いわゆるBB5の低迷期にあって「フレンズ」が、他の低迷期のアルバムと圧倒的に違う点があります。大作「スマイル」が未完に終わっってしまった事が原因で、精神衰弱になり、永いうつ病生活が始まった闘病中のブライアンが、この「スマイル」制作時だけ奇跡的に一時的に復調している所です。つまり「フレンズ」は、未完の「スマイル」の前作の世紀の名盤「ペットサウンズ」以来のブライアンの現場一時復帰作品なのです。
「フレンズ」の前後に出た各アルバムは、曲数が足りない事と、ブライアン不在でパンチのある曲がない事などの理由から、未発表に終わった「スマイル」の断片というべき曲を1〜2曲必ず収録してアルバムの収録時間を稼いでいます。そうなると当然ながらそれらのアルバムには統一感を感じられず、ばらついた印象を持ってしまいます。(或いは「スマイル」収録予定だった曲だけ浮いてる印象。)
ですが、この「フレンズ」だけは、先ほど書いたようにブライアンが復調していた為、「スマイル」収録予定だった曲が一曲もありません。
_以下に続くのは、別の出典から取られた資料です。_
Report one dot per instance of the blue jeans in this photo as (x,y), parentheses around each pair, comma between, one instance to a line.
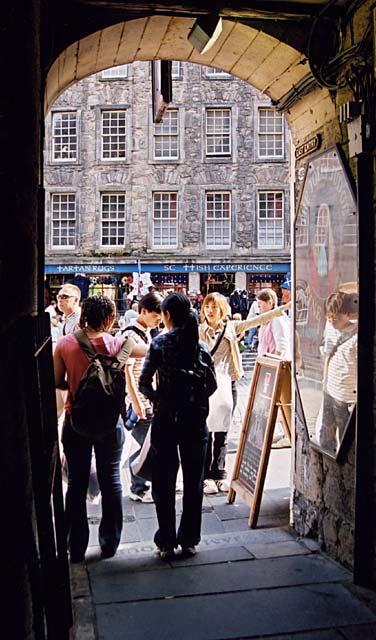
(215,460)
(78,451)
(139,431)
(251,334)
(186,438)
なので前後の各アルバムと比べて、アルバムにまとまりを感じます。この時期のBB5において奇跡のアルバムが「フレンズ」なのです。(ああ可愛い。)
もう一つのポイントが、ブライアンがダウンし、BB5のセールスが急下降していた時期だけにワーナーも、BB5の全盛期のような無理なタイムスケジュールのアルバムリリースを要求してこなくなり、のびのびレコーディングできた事も大きいです。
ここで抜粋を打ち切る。